MUNICH, Germany - The art hoard of an elderly German recluse suspected to contain Nazi-looted paintings and drawings is bigger than first thought, his spokesman said Tuesday.
More than 60 additional works have been discovered in the Austrian home of Cornelius Gurlitt, among them works by masters Picasso, Renoir and Monet, said his spokesman Stephan Holzinger.
He said after a first inspection there was no indication that any of the newly-discovered works were Nazi loot, a term for artwork that the fascist regime stole from Jewish owners or bought from them cheaply under duress.
The Gurlitt case first made headlines late last year when it emerged investigators had found 1,400 artworks in his Munich flat, including long-lost works by masters also including Matisse and Chagall.
Gurlitt, 81, is the son of Nazi-era art dealer Hildebrand Gurlitt, who acquired the paintings in the 1930s and 1940s and had been tasked by the Nazis with selling stolen works and art the Hitler regime deemed "degenerate".
Germany earned criticism for dragging its feet on the case.
Although the works were discovered in early 2012, the spectacular find only became known to the public late last year through a news magazine report.
On Tuesday, Gurlitt's spokesman said in a statement that "more works were located in Cornelius Gurlitt's house in Salzburg".

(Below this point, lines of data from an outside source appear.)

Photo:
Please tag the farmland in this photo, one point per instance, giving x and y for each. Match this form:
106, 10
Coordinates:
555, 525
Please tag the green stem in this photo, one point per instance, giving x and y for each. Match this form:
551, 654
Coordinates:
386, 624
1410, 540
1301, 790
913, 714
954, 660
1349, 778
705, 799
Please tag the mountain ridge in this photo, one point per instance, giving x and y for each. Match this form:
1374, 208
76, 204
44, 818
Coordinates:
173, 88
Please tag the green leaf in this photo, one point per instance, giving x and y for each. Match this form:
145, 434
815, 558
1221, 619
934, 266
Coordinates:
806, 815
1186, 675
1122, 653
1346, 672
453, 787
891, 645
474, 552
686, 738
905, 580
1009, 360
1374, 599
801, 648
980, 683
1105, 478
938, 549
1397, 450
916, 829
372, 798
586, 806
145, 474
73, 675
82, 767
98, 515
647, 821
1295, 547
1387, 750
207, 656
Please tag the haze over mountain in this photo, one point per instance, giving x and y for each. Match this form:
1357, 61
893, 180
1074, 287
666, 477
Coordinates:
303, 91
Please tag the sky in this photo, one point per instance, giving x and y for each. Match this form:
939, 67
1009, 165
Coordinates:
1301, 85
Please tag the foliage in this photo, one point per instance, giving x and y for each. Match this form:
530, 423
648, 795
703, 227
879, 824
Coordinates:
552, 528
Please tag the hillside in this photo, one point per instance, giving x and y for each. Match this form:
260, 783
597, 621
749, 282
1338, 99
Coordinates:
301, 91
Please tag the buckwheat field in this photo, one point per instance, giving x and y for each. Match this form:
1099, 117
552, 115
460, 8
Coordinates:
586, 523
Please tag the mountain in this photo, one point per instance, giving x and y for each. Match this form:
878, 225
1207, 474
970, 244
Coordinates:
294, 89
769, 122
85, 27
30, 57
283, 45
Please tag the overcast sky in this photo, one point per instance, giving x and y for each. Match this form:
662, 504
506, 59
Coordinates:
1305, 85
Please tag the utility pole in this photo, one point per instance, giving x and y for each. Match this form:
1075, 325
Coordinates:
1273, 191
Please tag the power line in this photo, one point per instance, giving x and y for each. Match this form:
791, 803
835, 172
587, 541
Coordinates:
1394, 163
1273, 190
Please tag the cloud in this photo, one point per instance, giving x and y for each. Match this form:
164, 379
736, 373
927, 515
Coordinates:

"They are more than 60 works, including by Monet, Renoir and Picasso," the statement said.
"At the request of Cornelius Gurlitt, the works are being examined by experts on whether they include possibly stolen art. A preliminary assessment based on an initial screening did not substantiate such a suspicion."
Berlin said last month it will boost funding for efforts to return Nazi-looted art to their rightful owners and may invite Jewish representatives to join a mediation body.